Re: statfs() / statvfs() syscall ballsup...

From: Greg Stark
Date: Wed Oct 15 2003 - 10:04:57 EST


Ingo Oeser <ioe-lkml@xxxxxxxxxx> writes:

> On Monday 13 October 2003 10:45, Helge Hafting wrote:
>
> > This is easier than trying to tell the kernel that the job is
> > less important, that goes wrong wether the job runs too much
> > or too little. Let that job sleep a little when its services
> > aren't needed, or when you need the disk bandwith elsewhere.

Actually I think that's exactly backwards. The problem is that if the
user-space tries to throttle the process it doesn't know how much or when.
The kernel knows exactly when there are other higher priority writes, it can
schedule just enough writes from vacuum to not interfere.

So if vacuum slept a bit, say every 64k of data vacuumed. It could end up
sleeping when the disks are actually idle. Or it could be not sleeping enough
and still be interfering with transactions.

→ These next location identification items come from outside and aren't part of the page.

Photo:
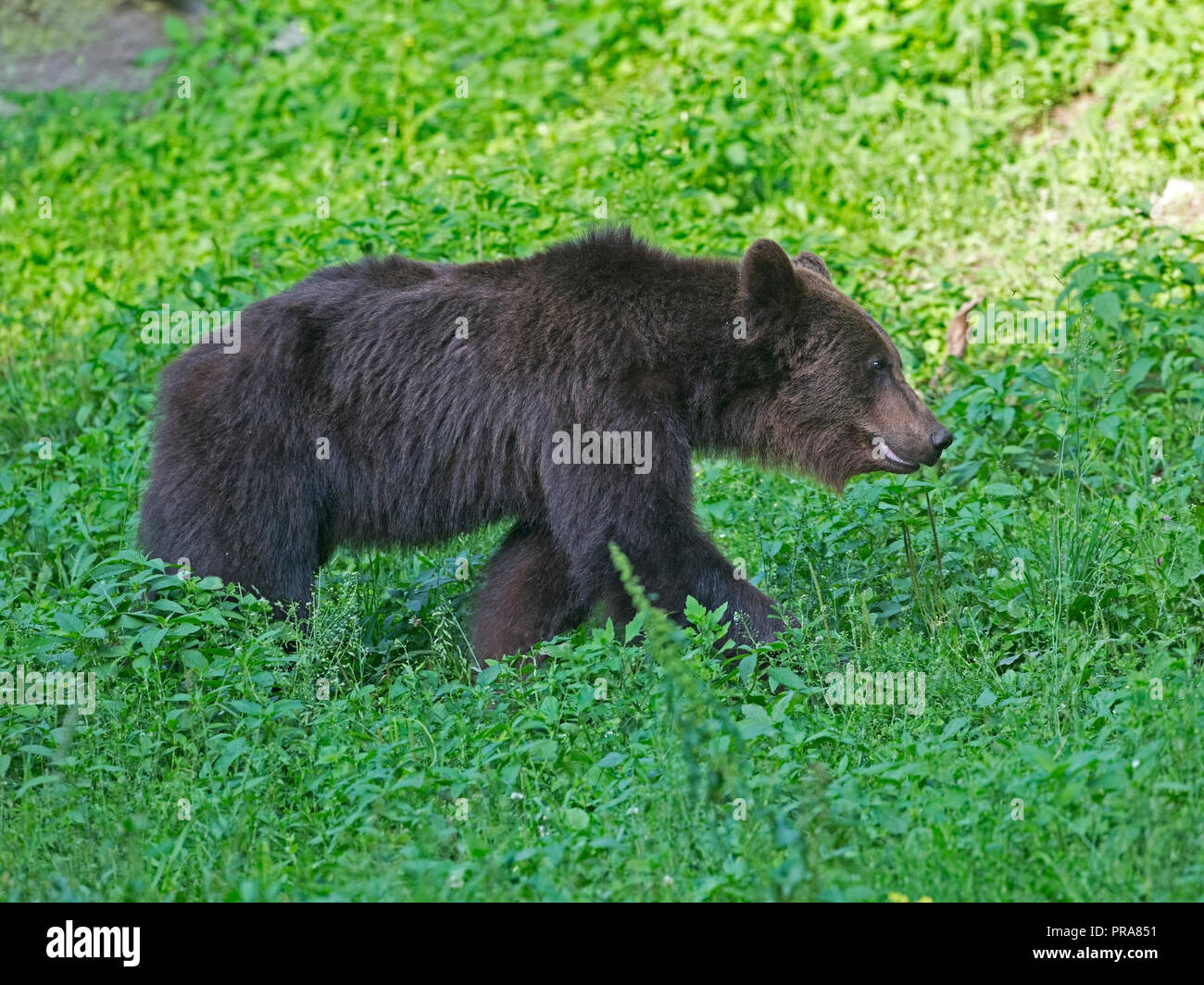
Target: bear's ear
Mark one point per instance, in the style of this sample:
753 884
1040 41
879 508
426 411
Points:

Though actually this avenue has some promise. It would not be nearly as ideal
as a kernel based solution that could take advantage of the idle times between
transactions, but it would still work somewhat as a work-around.

> The questions are: How IO-intensive vacuum? How fast can a throttling
> free disk bandwidth (and memory)?

It's purely i/o bound on large sequential reads. Ideally it should still have
large enough sequential reads to not lose the streaming advantage, but not so
large that it preempts the more random-access transactions.